本を読みながら、背筋が凍る思いでした。精神科の疾患は、第三者的な評価が難しい疾患です。ある意味、医師が「病気といえば病気」にされてしまいます。その中でも医療保護入院の制度は、あまりに一人の医師に権限が集中しています。これは多くの方が声を上げる必要があります。そうでないと、誰もが刑務所よりひどい精神科に入院させられ可能性があるのです。

  • 精神疾患により医療機関にかかっている患者数は日本中で400 万人を超えている。そして精神病床への入院患者数は約28 万人、精神病床は約34 万床あり、世界の5 分の 1 を占めるとされる
  • 医療保護入院は精神保健福祉法が定める強制入院制度の一つ。本人が入院に同意しない場合に、家族など 1 人の同意に加え、同じく 1 人の精神保健指定医の診断があれば、強制入院させられる。
  • 自由の制約という点では同じ刑事事件の場合、逮捕・勾留には現行犯以外は令状が必要で、その発行には裁判所の判断が介在するが、医療保護入院にはそれがない。
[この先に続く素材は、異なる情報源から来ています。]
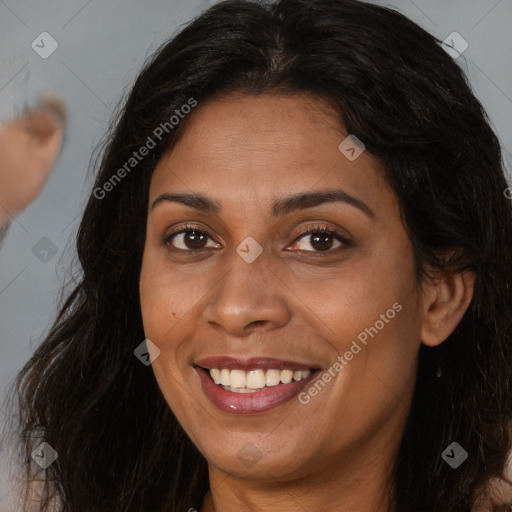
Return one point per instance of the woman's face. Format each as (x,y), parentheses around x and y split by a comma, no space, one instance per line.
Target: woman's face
(240,285)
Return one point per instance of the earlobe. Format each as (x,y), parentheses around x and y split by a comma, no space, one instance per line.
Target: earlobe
(446,299)
(29,147)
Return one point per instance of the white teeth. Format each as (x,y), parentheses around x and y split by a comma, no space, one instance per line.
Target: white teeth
(286,376)
(215,374)
(273,377)
(255,379)
(238,379)
(241,381)
(225,377)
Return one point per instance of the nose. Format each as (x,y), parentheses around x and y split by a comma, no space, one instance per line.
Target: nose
(250,297)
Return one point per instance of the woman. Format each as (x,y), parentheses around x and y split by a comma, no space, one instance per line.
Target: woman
(296,280)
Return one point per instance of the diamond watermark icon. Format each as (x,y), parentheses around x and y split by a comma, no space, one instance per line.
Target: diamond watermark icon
(147,352)
(249,454)
(44,45)
(44,455)
(454,455)
(455,45)
(351,147)
(249,249)
(44,250)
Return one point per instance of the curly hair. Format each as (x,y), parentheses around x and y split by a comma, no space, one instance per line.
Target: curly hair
(393,85)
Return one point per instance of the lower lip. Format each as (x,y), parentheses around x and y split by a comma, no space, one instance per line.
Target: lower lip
(251,403)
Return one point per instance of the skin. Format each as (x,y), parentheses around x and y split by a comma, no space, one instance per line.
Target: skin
(294,302)
(29,146)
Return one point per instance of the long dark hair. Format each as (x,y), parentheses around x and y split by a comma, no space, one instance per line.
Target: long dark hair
(119,446)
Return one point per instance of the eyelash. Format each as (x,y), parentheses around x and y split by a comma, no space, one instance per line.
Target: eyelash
(319,229)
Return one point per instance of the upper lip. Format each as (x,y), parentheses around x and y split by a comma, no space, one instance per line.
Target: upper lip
(252,363)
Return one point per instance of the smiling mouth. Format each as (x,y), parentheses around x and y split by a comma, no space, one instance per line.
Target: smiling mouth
(254,381)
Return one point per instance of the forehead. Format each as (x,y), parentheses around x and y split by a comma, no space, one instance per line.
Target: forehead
(266,146)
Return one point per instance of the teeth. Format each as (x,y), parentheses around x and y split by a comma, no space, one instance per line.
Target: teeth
(240,381)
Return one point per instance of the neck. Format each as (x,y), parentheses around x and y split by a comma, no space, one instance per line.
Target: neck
(363,485)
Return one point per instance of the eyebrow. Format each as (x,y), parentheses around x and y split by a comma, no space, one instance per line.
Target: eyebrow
(281,207)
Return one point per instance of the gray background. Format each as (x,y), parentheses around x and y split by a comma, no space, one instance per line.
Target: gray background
(102,45)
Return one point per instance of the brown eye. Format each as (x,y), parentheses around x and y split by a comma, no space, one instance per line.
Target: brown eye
(321,239)
(188,239)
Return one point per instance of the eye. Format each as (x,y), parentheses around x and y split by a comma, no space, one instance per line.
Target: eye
(322,239)
(189,238)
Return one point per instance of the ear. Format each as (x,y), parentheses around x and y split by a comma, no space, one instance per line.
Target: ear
(29,146)
(445,300)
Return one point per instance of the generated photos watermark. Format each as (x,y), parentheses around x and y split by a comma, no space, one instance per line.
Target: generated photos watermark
(355,348)
(137,156)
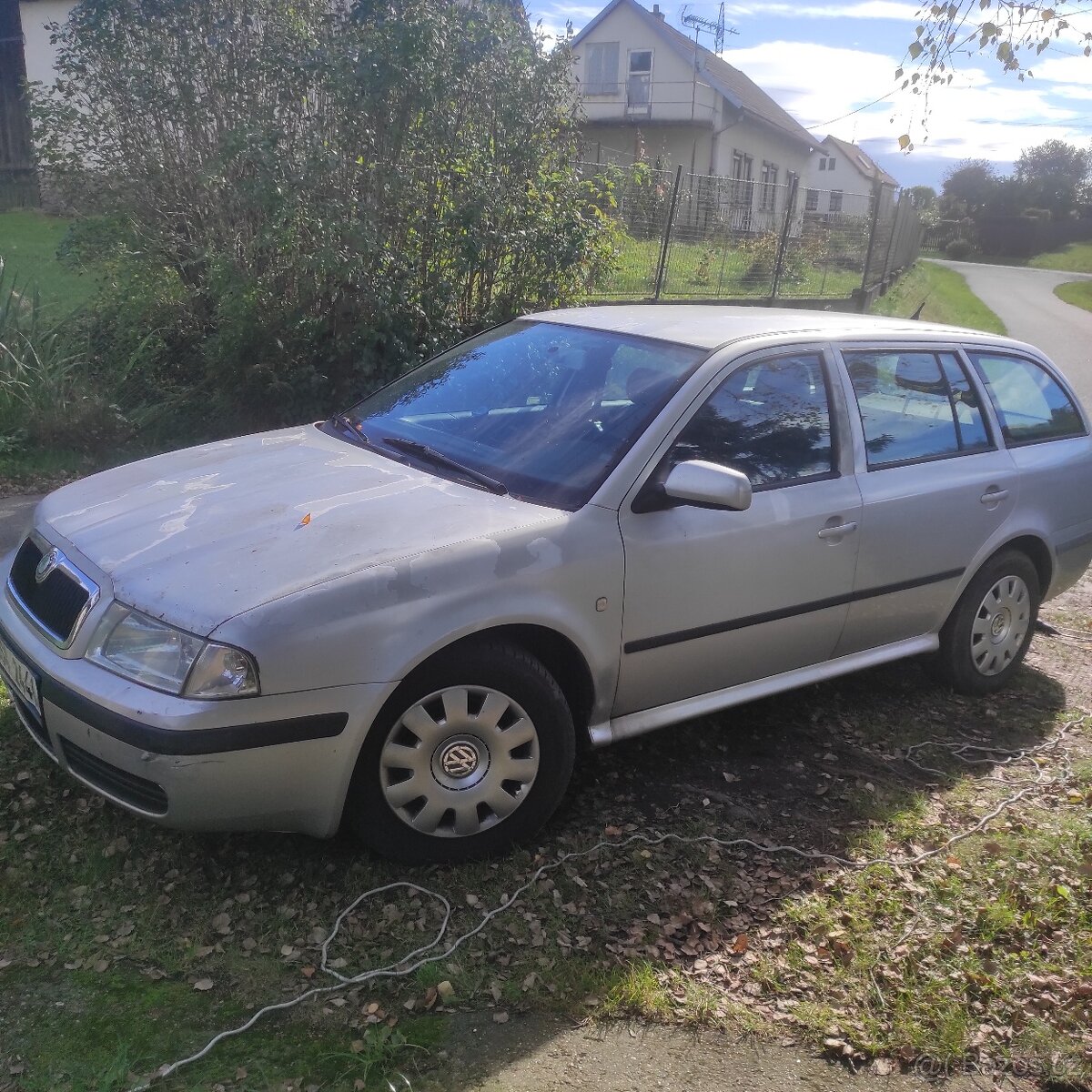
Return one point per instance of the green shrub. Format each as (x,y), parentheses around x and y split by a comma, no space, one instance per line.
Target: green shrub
(294,203)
刑期の決まっている刑事事件に対して、医療保護入院には入院期間の定めがない
  • 厚生労働省によれば、 2020年6月末時点で、入院者のほぼ半数の約13万人が医療保護入院で、また同入院の新規の届け出数は、 2016年度以降、年間約18万件超と高止まり状態にある(「衛生行政報告例」)。
  • 医療保護入院の仕組みは、入院や行動制限の要否を判定する精神保健指定医の判断の正当性がすべての前提となっている。指定医の患者に対する権限は絶大だ。だが、同資格をめぐっては数年前に制度の根幹を揺るがすような大きな不祥事が起きた
  • 2015年、聖マリアンナ医科大学病院で、組織的な指定医資格の不正取得が発覚した。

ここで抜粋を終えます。